Physicians striving to prevent prostate cancer deaths screen their patients because of the increasing evidence that it reduces metastases and death from prostate cancer. In the PSA era, advanced cancer at diagnosis in the US has decreased by over 75%, and cancer death rates have fallen by over 40% from 1993 to 2006, more than for any cancer in men or women.
Statistical models suggest that 45-70% of this decrease is due to screening. Globally, prostate cancer mortality has decreased in countries where screening is practiced and has remained stable or increased where it is not. If screening detected only harmless cancers, treating them could not produce such striking benefits.
The recently reported randomized screening trials from Europe (ERSPC) and the U.S (PLCO) that did not include men over 75, nevertheless, have added to the controversy. The ERSPC found that screening reduced prostate cancer deaths by at least 20% (27% in men who were actually screened) with a 41% reduction in metastatic disease, while PLCO did not find a difference.
Flaws in PLCO Study
The PLCO trial was destined to fail due to extensive PSA testing before study entry (removing many patients with life-threatening prostate cancer from the study population), extensive screening of controls during the study, use of an outdated PSA cutoff (4 ng/ml), failure of those in the screening arm with abnormal results to undergo prompt biopsy, and premature reporting of mortality results at a median follow-up of 5-6 years for cancer patients (at which point death rates in the European trial had not yet begun to diverge). In the ESRPC, the mortality rates continue to diverge with ongoing follow-up; whereas, the PLCO results are unlikely to change due to the aforementioned flaws.

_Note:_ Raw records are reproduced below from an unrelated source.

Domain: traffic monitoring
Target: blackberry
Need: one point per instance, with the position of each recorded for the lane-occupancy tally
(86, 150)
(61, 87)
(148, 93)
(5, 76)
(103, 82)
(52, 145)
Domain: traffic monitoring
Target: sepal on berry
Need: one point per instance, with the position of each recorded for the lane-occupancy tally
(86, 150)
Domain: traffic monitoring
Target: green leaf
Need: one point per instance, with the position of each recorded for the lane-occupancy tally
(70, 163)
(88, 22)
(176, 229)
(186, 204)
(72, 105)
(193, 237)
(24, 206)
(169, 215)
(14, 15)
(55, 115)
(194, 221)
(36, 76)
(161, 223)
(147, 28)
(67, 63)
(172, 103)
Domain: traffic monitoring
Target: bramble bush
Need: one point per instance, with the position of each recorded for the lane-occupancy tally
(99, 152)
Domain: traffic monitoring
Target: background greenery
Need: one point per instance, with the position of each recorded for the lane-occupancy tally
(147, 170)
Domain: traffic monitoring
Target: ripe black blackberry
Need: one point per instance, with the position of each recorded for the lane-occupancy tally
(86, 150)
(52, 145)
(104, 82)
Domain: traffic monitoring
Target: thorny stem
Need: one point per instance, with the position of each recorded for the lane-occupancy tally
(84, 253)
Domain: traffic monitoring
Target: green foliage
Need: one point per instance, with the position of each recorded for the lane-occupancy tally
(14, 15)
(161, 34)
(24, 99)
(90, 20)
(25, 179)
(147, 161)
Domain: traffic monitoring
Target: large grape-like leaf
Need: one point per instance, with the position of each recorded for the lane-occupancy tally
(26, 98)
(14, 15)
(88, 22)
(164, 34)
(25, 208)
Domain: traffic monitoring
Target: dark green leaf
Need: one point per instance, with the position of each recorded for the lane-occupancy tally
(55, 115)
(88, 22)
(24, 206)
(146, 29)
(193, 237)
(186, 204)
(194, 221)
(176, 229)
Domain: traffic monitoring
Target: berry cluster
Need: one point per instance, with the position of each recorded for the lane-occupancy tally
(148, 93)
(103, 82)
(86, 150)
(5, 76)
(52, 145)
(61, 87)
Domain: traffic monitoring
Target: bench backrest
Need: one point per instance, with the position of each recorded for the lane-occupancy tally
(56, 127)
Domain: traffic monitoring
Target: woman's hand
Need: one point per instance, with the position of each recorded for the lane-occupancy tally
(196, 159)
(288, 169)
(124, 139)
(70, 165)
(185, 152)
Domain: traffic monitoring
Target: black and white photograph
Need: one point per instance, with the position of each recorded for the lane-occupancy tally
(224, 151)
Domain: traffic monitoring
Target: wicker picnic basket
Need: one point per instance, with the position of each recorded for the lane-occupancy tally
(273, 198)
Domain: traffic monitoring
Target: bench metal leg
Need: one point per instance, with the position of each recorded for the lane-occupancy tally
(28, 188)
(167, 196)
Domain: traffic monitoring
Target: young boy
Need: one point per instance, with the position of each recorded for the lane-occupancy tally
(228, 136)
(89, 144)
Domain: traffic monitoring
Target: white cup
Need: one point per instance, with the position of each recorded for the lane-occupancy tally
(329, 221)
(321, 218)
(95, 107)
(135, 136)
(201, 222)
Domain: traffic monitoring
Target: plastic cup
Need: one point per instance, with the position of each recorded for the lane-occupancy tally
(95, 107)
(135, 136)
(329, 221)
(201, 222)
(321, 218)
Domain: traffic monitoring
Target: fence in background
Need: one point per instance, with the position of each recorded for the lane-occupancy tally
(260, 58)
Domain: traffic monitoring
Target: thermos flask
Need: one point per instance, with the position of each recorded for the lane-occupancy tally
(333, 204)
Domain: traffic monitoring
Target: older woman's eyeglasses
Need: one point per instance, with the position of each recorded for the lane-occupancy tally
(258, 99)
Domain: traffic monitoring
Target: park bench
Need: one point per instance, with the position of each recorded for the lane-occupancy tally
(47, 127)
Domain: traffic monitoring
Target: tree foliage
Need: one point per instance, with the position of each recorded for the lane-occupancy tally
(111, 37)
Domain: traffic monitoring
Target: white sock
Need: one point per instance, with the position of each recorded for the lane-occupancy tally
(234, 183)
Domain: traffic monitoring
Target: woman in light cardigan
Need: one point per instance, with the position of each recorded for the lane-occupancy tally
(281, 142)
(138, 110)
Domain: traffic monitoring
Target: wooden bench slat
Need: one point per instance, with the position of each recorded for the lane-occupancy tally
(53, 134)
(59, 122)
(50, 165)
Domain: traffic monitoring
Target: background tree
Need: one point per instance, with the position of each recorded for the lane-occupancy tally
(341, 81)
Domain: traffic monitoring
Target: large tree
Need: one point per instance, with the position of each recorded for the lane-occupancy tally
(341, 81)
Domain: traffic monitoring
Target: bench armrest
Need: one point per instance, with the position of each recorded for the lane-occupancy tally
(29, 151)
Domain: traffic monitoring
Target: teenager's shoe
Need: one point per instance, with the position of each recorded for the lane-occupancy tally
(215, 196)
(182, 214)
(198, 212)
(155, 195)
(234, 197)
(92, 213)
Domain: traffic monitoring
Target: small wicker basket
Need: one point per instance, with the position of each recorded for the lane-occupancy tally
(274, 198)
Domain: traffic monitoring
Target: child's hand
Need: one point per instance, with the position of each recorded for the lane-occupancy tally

The ERSPC estimated that 1400 men would need to be screened and 48 treated to prevent 1 prostate cancer death, while only 25 men would need to be treated to prevent 1 case with metastases. However, these estimates are strongly affected by the difference in death rates in the two arms of the study, and, thus, are overestimates because of screening in the “no-screening” arm of the study and the incomplete follow-up to date. It is likely that these estimates will decrease.
Because prostate cancer arises silently and becomes incurable before causing symptoms, the only way to detect it early is through screening. Eliminating screening would also eliminate the possibility for early diagnosis and curative treatment. Instead, PSA-based parameters (i.e., density, velocity and free PSA) should be used to decrease unnecessary biopsies and selectively identify men with aggressive tumors.
With respect to the 2008 USPSTF guideline, not all 75-year-old men are the same. Rather than discontinuing screening based solely upon chronological age, the decision to screen in this population should take into account the absolute PSA level and PSA trends over time, as well as general health status.
The USPSTF's misguided recommendation (and the resulting media coverage) could give reluctant men of any age an excuse to postpone or forgo screening. This recommendation, if followed, will undoubtedly result in delays in potentially lifesaving treatment, with possible unnecessary morbidity and mortality.